We nodded. Lawyers may be sparse in the backcountry yet, but we do have laws and we ordinary citizens enforce them.

After we passed through Gilbert Town, we had made camp Wednesday evening on the land of Colonel John Walker, some five miles northeast of town, less than a mile from Cane Creek. We stayed there through Thursday as well, for the wounded needed a respite and the rest of us were by no means in fighting trim, either. Hard travel and meager rations were taking their toll.

“We have magistrates aplenty among us,” said Joseph McDowell. “More of the militia officers than you can shake a stick at, in fact. Since you are asking about this, is it in your mind to have a trial, Campbell?”

William Campbell's craggy face looked haggard, and, though he was my age exactly—five years shy of forty—there were dark circles under his eyes and faint lines about his mouth. The cares of command and the privations of the journey were outweighing the joy of victory in his countenance. He had been reading the book of North Carolina law by the flickering light of the campfire. At McDowell's question about a trial, Campbell sighed. “Yes, a trial. I think we must, gentlemen. Despite my general orders, the tormenting of the prisoners goes on, and this grim news of the hangings at Ninety Six will only enrage them more. Colonel Cleveland was right. We must mete out justice to the guilty ones. Not to the ordinary soldiers, mind you, for some of them were forced to fight. But among us we know who the scoundrels are—the men who use the war as an excuse to pillage, the murderers, the house burners who make war on helpless women and children. Yes, I think we can hold them to account for their crimes.”

We fell silent for a moment. No one objected, some of us because we knew this step to be inevitable and the rest because they wanted their enemies to be punished.

McDowell spoke up again. “There's a place about ten miles up from Gilbert Town, on Robertson's Creek. We fought the battle of Cane Creek not far from there, and it's on our way. We could make it there by nightfall, and make camp. Bickerstaff's Old Fields. There used to be a plantation house there, but it's long gone. I think it would serve. It's secluded. Some of the Bickerstaffs still live nearby, though. They're Tories.”

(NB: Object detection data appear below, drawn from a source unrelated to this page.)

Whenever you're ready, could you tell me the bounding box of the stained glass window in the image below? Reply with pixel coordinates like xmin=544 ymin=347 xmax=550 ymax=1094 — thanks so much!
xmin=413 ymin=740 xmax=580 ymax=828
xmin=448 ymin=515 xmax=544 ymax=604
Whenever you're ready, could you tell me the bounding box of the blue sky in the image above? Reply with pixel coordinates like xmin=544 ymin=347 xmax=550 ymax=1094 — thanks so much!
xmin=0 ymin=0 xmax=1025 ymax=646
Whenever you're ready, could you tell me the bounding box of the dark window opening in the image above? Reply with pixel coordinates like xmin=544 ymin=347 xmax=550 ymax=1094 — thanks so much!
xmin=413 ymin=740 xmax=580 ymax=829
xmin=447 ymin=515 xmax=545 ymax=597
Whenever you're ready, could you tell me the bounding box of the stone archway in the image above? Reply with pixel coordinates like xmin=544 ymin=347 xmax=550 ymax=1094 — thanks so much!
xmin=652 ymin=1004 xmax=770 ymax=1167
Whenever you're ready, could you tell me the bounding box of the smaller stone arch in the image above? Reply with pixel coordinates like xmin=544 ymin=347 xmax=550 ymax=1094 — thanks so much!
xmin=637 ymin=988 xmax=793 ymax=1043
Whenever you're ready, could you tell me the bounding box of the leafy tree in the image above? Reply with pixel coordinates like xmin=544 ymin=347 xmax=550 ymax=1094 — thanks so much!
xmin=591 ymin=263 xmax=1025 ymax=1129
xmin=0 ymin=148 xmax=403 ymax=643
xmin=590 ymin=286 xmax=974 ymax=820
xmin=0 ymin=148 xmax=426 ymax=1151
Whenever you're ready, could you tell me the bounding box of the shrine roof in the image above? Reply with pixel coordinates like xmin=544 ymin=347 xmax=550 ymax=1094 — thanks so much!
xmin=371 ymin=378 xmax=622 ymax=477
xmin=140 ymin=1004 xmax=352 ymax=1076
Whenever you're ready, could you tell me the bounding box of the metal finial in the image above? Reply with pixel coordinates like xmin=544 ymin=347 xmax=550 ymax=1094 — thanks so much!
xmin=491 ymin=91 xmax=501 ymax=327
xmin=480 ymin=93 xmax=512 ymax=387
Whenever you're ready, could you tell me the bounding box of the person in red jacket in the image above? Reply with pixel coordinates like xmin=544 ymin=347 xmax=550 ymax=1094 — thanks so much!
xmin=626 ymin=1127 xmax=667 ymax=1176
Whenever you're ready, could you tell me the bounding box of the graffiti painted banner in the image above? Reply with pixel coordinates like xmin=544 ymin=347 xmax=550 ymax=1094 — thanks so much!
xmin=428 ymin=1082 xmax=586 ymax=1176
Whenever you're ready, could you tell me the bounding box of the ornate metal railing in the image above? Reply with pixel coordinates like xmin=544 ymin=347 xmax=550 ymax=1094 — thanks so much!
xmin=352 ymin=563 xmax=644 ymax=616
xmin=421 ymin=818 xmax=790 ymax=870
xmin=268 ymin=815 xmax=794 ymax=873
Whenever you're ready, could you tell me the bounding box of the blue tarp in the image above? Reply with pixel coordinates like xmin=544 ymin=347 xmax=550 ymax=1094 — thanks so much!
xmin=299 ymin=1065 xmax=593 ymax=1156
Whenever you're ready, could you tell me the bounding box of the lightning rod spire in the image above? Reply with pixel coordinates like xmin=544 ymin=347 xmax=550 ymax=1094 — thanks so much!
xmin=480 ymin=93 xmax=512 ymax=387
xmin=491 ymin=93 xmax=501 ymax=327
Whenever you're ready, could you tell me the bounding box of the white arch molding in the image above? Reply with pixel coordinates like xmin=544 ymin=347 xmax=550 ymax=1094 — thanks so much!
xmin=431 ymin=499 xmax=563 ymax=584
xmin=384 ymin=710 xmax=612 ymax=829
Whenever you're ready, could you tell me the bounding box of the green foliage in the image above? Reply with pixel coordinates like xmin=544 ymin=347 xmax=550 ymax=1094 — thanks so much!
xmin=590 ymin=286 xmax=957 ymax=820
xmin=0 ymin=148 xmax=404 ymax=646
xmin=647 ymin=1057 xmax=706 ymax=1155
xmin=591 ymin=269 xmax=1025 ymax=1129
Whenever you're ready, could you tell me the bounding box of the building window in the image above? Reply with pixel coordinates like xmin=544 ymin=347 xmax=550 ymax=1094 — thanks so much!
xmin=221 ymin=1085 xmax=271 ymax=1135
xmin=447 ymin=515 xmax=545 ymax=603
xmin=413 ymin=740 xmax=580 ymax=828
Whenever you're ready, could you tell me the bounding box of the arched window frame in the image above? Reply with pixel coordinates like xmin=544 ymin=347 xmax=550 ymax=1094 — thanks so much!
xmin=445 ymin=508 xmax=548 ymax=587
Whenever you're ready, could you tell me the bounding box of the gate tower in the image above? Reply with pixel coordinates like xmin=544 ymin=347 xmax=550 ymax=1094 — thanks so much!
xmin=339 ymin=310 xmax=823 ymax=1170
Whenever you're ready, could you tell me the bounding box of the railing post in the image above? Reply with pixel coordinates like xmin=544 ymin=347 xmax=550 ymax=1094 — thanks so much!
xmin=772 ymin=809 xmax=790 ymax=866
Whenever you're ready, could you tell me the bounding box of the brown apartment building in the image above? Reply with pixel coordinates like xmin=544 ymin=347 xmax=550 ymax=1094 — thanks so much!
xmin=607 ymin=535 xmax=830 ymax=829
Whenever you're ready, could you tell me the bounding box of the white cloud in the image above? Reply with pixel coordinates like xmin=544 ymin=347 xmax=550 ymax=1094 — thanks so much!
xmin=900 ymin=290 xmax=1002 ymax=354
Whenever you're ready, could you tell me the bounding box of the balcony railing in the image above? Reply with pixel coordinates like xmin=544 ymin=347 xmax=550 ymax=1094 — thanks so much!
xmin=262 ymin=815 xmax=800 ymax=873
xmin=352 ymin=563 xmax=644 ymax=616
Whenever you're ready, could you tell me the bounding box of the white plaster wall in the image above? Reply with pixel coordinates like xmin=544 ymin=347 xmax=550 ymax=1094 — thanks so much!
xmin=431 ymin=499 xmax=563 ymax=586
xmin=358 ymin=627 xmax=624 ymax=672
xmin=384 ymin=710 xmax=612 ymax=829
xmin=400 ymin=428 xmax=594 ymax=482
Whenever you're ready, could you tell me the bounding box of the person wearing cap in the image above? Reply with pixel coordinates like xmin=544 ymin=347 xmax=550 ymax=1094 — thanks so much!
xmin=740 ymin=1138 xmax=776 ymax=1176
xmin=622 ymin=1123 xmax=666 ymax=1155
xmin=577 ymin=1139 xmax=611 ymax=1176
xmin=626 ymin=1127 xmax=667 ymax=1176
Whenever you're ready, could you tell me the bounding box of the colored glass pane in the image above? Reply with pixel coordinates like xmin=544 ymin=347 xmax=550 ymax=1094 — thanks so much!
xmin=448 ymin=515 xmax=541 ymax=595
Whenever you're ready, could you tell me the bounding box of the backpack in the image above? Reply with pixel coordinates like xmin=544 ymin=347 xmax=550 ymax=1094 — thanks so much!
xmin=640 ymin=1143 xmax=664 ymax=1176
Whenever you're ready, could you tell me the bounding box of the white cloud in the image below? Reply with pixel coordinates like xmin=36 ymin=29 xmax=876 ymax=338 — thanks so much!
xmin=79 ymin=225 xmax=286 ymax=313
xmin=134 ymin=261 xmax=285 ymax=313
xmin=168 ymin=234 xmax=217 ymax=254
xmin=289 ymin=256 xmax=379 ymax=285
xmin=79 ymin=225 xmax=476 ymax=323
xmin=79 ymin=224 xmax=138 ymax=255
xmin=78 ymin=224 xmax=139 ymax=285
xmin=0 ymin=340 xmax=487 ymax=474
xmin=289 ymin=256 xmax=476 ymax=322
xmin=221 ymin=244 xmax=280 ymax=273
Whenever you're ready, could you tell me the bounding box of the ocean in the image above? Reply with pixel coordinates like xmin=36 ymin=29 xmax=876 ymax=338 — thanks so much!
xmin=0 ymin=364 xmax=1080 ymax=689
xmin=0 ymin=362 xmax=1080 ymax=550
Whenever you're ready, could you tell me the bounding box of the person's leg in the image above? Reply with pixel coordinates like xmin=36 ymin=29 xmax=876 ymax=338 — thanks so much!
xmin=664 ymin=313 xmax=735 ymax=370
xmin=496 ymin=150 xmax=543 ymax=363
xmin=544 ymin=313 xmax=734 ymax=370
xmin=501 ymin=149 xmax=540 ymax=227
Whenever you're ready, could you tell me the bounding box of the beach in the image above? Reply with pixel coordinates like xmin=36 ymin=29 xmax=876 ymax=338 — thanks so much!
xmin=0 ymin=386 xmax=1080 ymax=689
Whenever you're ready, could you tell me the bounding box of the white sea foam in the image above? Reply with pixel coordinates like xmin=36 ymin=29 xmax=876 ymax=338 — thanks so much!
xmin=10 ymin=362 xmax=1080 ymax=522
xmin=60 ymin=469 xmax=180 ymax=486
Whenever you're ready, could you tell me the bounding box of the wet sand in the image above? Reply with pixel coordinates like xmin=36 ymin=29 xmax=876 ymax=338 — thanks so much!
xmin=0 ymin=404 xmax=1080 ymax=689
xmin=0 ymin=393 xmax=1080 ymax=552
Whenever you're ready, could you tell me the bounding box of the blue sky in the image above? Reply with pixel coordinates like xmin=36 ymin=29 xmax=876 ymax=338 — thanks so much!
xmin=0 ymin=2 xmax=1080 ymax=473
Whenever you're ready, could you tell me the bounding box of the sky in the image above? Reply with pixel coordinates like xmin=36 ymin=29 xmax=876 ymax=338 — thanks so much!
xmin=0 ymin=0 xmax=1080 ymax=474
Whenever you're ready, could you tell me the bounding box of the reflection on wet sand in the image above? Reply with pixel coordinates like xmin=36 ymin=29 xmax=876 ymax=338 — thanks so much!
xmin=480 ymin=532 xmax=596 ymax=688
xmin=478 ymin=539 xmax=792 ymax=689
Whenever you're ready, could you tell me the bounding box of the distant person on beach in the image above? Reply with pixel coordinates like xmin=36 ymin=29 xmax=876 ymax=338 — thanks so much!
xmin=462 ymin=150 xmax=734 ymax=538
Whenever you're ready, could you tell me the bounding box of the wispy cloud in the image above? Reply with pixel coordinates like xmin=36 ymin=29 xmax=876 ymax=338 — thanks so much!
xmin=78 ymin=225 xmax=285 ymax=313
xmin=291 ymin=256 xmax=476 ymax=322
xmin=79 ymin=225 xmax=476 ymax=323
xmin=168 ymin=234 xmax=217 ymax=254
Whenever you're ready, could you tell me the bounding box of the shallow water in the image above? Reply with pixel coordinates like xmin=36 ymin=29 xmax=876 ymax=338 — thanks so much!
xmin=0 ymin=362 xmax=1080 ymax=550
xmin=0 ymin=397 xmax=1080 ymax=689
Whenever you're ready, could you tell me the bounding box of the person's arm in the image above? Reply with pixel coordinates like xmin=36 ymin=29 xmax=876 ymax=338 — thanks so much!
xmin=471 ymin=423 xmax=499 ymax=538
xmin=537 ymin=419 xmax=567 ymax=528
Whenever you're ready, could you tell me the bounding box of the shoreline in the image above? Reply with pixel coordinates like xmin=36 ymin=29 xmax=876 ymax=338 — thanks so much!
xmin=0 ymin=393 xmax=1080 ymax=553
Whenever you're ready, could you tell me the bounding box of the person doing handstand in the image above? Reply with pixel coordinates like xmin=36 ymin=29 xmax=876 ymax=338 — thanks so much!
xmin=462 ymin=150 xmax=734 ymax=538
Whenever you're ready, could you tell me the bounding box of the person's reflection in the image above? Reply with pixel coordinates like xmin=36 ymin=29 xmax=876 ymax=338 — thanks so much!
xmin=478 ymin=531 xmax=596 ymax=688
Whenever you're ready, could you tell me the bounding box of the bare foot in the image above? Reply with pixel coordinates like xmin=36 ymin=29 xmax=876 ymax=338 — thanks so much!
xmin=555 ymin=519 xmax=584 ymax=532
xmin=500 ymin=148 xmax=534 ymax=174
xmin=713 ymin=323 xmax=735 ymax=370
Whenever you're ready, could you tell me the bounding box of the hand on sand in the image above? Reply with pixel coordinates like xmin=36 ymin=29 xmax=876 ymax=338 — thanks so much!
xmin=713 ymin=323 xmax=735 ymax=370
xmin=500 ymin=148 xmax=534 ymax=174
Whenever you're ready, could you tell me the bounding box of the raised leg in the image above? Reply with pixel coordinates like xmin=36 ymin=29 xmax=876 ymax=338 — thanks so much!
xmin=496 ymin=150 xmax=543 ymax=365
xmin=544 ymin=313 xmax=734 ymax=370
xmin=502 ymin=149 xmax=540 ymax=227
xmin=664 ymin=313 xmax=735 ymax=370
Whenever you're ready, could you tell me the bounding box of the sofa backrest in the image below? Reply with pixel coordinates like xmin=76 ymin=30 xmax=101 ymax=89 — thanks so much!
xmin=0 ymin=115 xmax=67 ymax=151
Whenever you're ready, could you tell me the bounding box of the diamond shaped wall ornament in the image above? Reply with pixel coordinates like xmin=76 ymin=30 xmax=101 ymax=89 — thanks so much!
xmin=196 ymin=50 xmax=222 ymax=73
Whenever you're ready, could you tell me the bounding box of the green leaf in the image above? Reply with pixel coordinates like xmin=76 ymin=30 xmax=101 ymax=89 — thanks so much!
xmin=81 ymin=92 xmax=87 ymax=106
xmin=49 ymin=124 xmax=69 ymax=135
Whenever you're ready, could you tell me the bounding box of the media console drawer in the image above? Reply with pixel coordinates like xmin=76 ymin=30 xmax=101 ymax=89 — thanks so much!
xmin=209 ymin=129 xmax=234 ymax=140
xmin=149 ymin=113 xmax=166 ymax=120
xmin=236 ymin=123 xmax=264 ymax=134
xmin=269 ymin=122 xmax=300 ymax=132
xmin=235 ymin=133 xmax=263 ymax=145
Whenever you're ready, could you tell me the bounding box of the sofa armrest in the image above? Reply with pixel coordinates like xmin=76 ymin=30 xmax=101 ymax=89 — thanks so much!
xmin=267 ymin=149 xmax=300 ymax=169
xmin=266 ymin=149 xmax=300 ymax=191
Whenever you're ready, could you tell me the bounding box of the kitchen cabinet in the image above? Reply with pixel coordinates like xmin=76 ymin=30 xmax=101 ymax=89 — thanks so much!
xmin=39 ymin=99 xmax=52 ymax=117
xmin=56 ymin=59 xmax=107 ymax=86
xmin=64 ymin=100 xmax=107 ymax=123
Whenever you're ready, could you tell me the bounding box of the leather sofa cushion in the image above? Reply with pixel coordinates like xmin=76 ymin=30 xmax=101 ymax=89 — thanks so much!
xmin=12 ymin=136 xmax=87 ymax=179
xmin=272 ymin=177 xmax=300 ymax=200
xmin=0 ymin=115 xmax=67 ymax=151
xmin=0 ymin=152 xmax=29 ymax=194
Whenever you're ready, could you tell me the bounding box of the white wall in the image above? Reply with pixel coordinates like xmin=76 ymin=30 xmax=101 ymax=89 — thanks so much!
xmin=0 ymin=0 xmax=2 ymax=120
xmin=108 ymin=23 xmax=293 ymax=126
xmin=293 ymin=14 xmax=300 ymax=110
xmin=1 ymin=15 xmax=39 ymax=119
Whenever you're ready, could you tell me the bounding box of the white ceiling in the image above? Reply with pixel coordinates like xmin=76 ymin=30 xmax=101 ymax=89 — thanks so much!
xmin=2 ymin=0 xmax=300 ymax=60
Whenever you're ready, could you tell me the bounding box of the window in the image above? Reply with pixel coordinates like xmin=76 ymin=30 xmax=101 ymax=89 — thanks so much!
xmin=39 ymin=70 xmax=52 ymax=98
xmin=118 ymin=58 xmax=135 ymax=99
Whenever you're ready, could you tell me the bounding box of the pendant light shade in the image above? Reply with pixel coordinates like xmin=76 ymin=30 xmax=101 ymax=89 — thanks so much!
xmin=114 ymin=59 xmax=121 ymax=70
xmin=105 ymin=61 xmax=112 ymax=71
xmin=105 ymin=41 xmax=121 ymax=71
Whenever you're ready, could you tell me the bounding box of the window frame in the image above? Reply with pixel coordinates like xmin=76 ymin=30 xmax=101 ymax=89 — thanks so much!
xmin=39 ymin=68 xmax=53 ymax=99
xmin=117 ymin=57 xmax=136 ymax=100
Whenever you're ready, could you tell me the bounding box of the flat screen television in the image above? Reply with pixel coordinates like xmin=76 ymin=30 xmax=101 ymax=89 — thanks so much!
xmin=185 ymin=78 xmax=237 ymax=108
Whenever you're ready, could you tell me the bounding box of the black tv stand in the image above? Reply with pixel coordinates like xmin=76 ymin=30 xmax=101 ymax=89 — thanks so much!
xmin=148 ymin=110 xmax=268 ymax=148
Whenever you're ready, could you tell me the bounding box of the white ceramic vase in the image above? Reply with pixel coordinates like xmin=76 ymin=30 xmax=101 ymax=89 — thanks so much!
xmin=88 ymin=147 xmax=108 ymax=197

“I believe someone of that name was among the wounded Tories,” said Shelby.

“Yes,” said McDowell. “He died, though, before we left the field. I don't suppose his kinfolk will be glad to see us camping on their land, but that's their hard luck.”

Again, no one had any alternatives to suggest. McDowell knew the area better than any of us, for it was perhaps a day's ride from Quaker Meadows. A day's ride, that is, if you didn't have to herd eight hundred prisoners on foot as you went. This pace was especially hard on the wounded men, for each day of green corn and jolting travel weakened them further.

The night before, as we camped in Gilbert Town, we had talked about billeting our wounded men in homes around Gilbert Town, but there was so little food and so much unrest in the area, that we decided against it. They would be better off taking their chances on the trail with us.

We reached Bickerstaff's Old Fields at dusk, and camped within sight of two stark redbrick chimneys, all that remained of the plantation house that had once stood there. I wondered if it had fallen victim to the running battles that had crisscrossed the area in recent years, and, if so, whether one of our militias had torched the place.